I obtained my PhD in Biochemistry and Molecular Biology from Imperial College, after which I joined the CRUK London Research Institute for a post-doctoral position in the lab of Prof Julian Downward. I then came back to Imperial College to lead a research lab that focusses on understanding the mechanisms of drug resistance and metastasis in cancer. While we historically mainly worked on lung cancer, we more recently diversified and started similar research into breast cancer, choriocarcinoma and sarcoma.

Our work involves a wide collaborative network in the UK and internationally. This CRUK PhD studentship project is based on initial work performed in collaboration with the Wuhan Institute of Physics and Mathematics (Chinese Academy of Sciences, Wuhan, China) and various Divisions across Imperial College such as Chemistry and Structural Biology. This work proposed the kinase RSK4 as a novel and promising therapeutic target in lung cancer, the principal cancer killer worldwide and a disease in urgent need of novel therapies.

What is this project about?

We found that targeting RSK4 prevented in vitro lung cancer cells drug resistance and invasion, the two main reasons for failing to cure patients with this disease. Our Chemistry partners at Imperial College developed a series of novel inhibitors that prevent RSK4 activation and part of our CRUK-funded project is to test these in vivo to assess whether they may have potential for clinical use.

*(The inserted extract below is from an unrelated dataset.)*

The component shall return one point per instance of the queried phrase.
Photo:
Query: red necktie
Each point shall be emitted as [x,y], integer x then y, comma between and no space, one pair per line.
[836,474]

An important step in bringing new therapies to the clinic is understanding what patient population may better benefit from the new treatment. So, to define a particular subtype of lung cancer where this therapy is more likely to be efficient, we will also study what particular genetic background predicts positive response to RSK4 inhibition. For this, we are screening a large number of lung cancer cell lines and correlating response to RSK4 inhibition with the particular lung cancer genetic make-up of these cells.

In the long-term, this research will enable us to develop new drugs for lung and potentially other cancers. Indeed, we are now expanding our investigation to the role of RSK4 in other cancer types, such as breast, bladder, prostate and colon cancer.

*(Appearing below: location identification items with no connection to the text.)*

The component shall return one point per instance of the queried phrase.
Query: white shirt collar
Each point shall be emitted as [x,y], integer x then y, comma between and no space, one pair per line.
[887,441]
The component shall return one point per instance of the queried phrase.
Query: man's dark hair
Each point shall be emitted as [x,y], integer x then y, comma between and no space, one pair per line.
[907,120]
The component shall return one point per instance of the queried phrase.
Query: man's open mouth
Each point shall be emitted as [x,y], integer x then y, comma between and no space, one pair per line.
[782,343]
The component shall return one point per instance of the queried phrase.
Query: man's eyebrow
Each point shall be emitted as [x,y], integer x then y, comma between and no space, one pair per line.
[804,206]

Translating our basic research into patients’ benefit will require continued collaborations with the pharmaceutical industry to further develop these molecules and test them in clinical trials. The latter will be facilitated by the head of our lung cancer section, Prof Michael J Seckl, a clinician who has previously used findings from my lab to initiate several clinical trials in lung and other cancers.

How does this project align with the rest of our research?

RSK4 is only one of the potential therapeutic targets that my lab is currently working on. Indeed, we have recently published a number of papers demonstrating the role of several other kinases in cancer drug resistance or metastasis, such as FGFRs, S6K2 and MARK4. We are currently involved in developing inhibitors for these proteins or using existing agents to target them in the clinic (ie the currently running RADICAL clinical trial of an FGFR inhibitor in breast cancer). As a single target is unlikely to be useable in all types of cancers, working in parallel on these different candidates maximises our chances of finding appropriate therapeutic strategies for different malignancies.